Sunday, March 18, 2007

近日日圓風波

為什麼日圓勁升? 日圓升怎影響股市和基金?


The article below was provided by ...Anonymous....

See this post for other explainations.

Theory behind "the Jap dollar" on stock market

Written by ...Anonymous..., 16 Mar 07

Japan has one of the largest foreign reserve in the world. What that means is that the Japanese has accumulated a lot of foreign currencies (or money so to speak) through trade in the 70's and 80's. When their economy collapsed in the early 90's (for reasons that are similar to HK in 97), no one is willing to borrow money to invest anymore. To simulate economy growth, the Jap central bank has lowered its interest rate to 0% within a few years. So it will cost absolutely nothing to borrow Yen. "Free" money so to speak.

So you are a foreign investors, looking for investments, what would you do? Jap's rate = 0%, US current interest rate is 5%, Aust ~ 6%, NZ 7%. The easiest thing you can do is to borrow Yen at no cost, convert into US/AUS/NZ and put a fix deposit in the bank for a year, earn the interest rate, and convert back to Yen again. You would have earn the >= 5% of interest. (This practice is referred to as Carry Trade)

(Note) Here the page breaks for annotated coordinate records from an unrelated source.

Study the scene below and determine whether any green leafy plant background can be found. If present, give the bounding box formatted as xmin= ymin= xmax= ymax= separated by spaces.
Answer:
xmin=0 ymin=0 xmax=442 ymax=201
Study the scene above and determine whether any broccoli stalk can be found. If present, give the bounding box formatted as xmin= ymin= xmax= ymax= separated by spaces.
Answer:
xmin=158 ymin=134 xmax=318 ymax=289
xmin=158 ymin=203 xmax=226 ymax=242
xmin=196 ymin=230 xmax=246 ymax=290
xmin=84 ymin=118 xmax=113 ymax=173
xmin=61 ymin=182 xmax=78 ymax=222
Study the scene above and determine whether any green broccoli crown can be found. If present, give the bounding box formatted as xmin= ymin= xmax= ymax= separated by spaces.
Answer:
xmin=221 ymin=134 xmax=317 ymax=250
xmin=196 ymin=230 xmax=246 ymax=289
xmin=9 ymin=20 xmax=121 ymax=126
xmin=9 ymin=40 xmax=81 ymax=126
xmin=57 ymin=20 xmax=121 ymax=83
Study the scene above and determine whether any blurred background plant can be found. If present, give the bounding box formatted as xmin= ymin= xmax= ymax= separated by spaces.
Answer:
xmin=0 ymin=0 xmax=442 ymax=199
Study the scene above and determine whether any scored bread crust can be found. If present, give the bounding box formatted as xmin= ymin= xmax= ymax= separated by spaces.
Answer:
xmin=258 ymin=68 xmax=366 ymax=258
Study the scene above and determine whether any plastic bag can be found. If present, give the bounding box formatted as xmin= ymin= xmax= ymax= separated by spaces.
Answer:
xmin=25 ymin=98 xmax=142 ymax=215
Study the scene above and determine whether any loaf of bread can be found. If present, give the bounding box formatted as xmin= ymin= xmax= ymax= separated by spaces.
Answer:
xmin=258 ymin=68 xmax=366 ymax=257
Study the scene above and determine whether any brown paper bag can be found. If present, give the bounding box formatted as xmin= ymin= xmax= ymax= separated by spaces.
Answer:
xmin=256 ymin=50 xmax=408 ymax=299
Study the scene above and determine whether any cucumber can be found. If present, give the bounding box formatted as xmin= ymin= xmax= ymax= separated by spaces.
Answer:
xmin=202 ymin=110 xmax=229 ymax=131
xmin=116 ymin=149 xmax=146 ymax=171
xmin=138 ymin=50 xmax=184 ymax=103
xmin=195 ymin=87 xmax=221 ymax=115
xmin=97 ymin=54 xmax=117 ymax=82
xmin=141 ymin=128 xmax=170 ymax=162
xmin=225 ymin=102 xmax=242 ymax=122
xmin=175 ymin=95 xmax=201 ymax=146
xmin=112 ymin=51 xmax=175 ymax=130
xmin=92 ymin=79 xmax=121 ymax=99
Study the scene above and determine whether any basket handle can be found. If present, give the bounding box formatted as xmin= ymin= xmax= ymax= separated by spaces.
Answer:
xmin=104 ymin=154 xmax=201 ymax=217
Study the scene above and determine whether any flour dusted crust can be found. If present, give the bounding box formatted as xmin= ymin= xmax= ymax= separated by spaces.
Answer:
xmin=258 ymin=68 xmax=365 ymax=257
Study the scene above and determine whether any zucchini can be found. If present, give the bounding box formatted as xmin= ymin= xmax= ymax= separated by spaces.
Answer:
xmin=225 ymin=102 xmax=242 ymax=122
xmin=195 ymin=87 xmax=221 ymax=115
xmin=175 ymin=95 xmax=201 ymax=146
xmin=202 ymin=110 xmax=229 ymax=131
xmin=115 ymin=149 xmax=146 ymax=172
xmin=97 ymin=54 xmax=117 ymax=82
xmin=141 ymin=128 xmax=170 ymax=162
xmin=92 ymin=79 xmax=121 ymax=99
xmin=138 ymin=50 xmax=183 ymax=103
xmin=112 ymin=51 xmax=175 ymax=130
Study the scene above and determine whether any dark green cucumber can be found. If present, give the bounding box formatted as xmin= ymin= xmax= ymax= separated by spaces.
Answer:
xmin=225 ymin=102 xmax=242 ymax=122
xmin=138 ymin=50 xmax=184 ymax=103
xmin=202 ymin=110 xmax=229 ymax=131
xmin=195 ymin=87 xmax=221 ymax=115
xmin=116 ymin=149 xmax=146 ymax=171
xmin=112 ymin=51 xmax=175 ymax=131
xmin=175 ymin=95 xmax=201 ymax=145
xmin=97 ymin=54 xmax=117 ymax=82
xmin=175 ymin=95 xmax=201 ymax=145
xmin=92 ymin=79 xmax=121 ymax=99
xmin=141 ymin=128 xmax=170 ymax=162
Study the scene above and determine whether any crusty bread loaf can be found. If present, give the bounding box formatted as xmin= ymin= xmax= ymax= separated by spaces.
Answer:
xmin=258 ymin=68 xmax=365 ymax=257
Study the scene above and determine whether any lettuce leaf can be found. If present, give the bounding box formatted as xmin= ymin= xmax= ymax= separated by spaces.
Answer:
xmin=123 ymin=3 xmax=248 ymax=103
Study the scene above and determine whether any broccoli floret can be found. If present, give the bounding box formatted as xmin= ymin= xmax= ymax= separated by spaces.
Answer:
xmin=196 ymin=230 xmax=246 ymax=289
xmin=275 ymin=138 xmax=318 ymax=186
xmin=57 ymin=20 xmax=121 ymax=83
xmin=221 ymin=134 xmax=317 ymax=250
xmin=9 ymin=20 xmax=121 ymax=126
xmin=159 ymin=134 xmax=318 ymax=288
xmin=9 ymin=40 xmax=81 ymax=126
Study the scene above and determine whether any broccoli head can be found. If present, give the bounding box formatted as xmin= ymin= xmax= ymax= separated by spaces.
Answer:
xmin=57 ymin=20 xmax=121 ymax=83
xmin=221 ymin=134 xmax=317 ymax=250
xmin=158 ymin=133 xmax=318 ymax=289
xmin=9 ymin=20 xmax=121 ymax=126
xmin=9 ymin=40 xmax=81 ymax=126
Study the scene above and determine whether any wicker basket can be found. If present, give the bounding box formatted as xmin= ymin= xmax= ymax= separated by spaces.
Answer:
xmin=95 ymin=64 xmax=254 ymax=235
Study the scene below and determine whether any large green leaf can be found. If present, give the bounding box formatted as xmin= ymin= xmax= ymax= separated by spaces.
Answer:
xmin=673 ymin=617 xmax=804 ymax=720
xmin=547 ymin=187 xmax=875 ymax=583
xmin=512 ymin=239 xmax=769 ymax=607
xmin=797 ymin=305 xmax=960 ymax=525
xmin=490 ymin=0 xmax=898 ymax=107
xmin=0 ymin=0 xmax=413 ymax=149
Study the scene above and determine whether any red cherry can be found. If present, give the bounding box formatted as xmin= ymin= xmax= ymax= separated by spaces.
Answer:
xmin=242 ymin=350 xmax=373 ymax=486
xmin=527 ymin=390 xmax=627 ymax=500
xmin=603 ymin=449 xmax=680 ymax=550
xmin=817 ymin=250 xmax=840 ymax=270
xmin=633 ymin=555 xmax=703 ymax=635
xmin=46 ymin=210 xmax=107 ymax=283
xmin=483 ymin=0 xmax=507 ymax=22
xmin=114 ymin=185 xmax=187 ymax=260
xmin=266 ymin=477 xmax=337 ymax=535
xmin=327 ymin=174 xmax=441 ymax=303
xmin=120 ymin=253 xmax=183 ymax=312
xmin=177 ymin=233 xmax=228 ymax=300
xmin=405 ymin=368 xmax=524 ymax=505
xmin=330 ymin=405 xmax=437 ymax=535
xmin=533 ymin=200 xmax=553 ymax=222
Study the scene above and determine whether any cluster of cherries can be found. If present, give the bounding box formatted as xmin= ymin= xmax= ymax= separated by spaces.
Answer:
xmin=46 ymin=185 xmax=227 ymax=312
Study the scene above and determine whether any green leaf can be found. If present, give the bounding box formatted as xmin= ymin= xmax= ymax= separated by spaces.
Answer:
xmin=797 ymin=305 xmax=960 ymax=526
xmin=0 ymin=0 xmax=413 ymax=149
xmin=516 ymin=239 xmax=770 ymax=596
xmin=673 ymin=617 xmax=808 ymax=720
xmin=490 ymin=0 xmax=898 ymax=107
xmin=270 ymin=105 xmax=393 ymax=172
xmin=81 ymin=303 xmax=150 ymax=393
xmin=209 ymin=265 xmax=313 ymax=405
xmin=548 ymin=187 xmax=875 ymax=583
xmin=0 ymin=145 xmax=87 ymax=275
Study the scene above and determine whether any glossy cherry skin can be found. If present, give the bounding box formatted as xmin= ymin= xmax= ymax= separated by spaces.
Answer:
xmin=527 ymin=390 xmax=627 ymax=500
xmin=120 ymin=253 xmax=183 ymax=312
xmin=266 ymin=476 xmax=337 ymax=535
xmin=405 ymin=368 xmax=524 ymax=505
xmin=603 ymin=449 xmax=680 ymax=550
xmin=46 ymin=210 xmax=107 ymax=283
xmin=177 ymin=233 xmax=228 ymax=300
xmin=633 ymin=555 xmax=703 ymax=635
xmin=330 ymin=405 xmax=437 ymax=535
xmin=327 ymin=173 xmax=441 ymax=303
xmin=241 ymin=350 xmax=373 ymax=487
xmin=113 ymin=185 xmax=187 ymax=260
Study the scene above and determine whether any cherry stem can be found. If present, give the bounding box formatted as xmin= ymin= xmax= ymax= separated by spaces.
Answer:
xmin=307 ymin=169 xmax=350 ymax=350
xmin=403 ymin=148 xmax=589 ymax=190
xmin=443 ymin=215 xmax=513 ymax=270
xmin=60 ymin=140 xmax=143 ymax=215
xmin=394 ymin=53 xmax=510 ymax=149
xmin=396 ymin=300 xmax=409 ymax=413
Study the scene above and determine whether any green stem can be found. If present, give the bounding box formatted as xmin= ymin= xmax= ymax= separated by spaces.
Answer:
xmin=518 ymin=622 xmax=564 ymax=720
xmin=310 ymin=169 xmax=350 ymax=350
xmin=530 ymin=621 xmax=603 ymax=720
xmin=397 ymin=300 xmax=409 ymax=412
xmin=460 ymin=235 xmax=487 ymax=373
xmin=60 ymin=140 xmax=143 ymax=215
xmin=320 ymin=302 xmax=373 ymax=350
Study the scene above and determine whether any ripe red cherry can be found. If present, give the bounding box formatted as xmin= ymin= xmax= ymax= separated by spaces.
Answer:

You may wonder that the exchange rate would have changed so much in a year that the earnings on interest would have gone. Well, this might be true for other countries, but Jap central bank has a notorious reputation to stop the Yen devalued too much to protect the interest of the businesses who rely on exports for profits. So the exchange rate is guaranteed to be pretty stable in the foreseeable future.

Now of course, one don't have to be as conserved as I've mentioned and use the money for fixed deposit. Many of these "free" money would have used in many other ways. Shares, bonds, derivatives, equity...you name it.

So when the Jap central bank rised the interest rate from 0 to 0.5% within a short period of time, the general investment communities was panic since the cost of borrow the "free" money goes up. If your investments is not earning the 0.5% interest rate, than you better return the Yen. And simulatenously a lot of other people is returning the Yen, which pushed the Yen's rate higher (exchange rate). The higher rate would means that the cost of the Yen would be higher, compared to the time when you borrowed it for investment. So more people would return the Yen, and the vicious cycle goes on.

Of course, there are FXXKING millions of reasons why the stock market crashed. And people just love to explain these things.